El superior de Shizuru la mandó llamar a su oficina, ella acababa de lidiar con un grupo de pandilleros tras vigilarlos por horas, estaba agotada, entró de mala gana pero con la espalda recta, viendo a su jefe a los ojos.

-Buenos días, señor-. Saludó al hombre.

-Buenos días, Agente Zero-.

Suprimió un suspiro de cansancio, si estaba llamándola así incluso estando a solas, significaba que ya tenía otro trabajo para ella.

Tomó asiento en la silla frente al escritorio. -¿De qué se trata esta vez?-. Subió los pies a la mesa, llevaba 52 horas consecutivas montando guardia, sin descanso y con apenas más que café en el estómago.

Él se puso de pie, rodeó el escritorio, sacó una cajetilla y le ofreció un cigarrillo, Shizuru lo aceptó, aunque no le gustaba esa marca.

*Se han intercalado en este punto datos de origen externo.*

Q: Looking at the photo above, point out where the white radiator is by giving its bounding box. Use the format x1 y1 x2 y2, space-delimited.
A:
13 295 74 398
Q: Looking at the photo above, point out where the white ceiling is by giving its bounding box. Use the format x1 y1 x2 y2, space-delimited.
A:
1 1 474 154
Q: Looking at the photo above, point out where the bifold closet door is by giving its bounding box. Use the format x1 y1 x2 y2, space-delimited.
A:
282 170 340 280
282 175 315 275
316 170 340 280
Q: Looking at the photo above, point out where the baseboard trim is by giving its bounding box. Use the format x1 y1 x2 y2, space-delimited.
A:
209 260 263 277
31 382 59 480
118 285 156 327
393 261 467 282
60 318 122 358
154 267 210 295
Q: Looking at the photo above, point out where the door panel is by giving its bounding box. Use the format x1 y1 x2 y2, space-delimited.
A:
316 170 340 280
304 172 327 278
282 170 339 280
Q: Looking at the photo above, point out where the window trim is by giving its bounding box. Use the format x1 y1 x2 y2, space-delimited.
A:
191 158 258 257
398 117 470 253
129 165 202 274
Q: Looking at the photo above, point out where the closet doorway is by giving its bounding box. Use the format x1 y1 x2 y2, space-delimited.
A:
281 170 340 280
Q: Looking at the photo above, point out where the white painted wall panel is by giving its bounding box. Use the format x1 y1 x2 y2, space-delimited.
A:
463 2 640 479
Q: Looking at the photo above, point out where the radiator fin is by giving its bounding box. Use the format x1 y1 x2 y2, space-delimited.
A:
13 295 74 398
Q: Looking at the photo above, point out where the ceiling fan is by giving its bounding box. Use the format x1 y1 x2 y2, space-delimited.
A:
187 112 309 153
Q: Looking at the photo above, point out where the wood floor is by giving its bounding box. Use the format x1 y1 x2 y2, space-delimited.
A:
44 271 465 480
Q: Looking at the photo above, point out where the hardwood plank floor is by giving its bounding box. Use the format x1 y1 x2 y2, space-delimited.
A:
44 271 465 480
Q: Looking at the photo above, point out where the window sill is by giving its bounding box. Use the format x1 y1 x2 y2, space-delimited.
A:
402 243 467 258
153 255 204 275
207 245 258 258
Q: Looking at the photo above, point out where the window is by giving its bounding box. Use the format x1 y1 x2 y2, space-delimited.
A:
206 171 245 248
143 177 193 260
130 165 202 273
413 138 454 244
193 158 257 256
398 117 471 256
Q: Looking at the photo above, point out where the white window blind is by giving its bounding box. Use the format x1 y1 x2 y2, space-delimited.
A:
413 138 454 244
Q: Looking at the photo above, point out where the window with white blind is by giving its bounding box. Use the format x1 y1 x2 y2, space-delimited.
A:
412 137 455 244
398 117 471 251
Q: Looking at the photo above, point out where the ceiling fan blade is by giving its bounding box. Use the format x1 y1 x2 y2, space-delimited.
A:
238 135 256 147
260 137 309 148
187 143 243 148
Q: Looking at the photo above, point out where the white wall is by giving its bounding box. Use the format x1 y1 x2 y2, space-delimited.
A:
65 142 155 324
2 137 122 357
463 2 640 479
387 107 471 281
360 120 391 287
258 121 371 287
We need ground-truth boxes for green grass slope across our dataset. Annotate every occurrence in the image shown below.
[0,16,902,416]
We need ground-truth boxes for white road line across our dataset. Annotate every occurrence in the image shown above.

-Nagi Homura-. Dijo su jefe, regresando a su asiento. -¿Sabes quién es?-.

-El líder de Orphan-. Encendió su cigarrillo. -Según sé, asumió el mando siendo un adolescente-. Ese sencillo acto la ayudó a mantener los ojos abiertos.

-Adolescente o no, jamás pudimos atraparlo-. Empujó el cenicero hacia ella.

-Los Homura siempre han sido escurridizos-. Recargó la cabeza en la silla, le dolía el cuello. -Eso no es novedad-. Exhaló, pensó en que los cigarros que consumía Natsuki eran mucho mejores, Natsuki... tenía unas ganas enormes de abrazarla.

-Lo sé, en gran parte es debido a que se rodean de basura como ellos-. Su rostro expresó desprecio. -Este en especial se rodeó de mascotas bastante agresivas-.

-¿Mascotas?-. Entrecerró los ojos por un segundo. -Ara-. Ató cabos enseguida. -Por esos alias que tienen-. Rio sin ganas.

-¿Has escuchado hablar del Lobo?-. Él no rio, ni le pareció que su subordinada lo hiciera, pero se ahorró el comentario, era bien sabido por todos que no era bueno hacer enojar a la castaña.

-Sí, se hizo popular, entre otras cosas, por usar bombas de nitrógeno líquido-. Se calló por un momento, pensativa. -Un caso… particular-.

-¿Qué más sabes?-.

-Lo mismo que todos aquí-. Lo miró fijamente. -¿Por qué?-.

-Se dice que es uno de los elementos principales de Orphan, quizá el más importante, solo por debajo de Nagi, sin embargo, nadie sabe su nombre, no conocemos su rostro, ni siquiera estamos seguros de su género.

Bajó los pies del escritorio, enderezó el cuerpo, se inclinó hacia delante. -Pretende que encuentre a una sombra-. Apoyó la mano izquierda en el escritorio. -Eso no es diferente de mandarme a una búsqueda ciega, señor-.

-Una sombra para otra-. Respondió inflexible. -Encuéntrale antes de que se dé cuenta que le buscas-.

En ese momento, Shizuru solo pudo pensar en que esa misión sería un verdadero fastidio, porque reduciría el tiempo que podría pasar con Natsuki.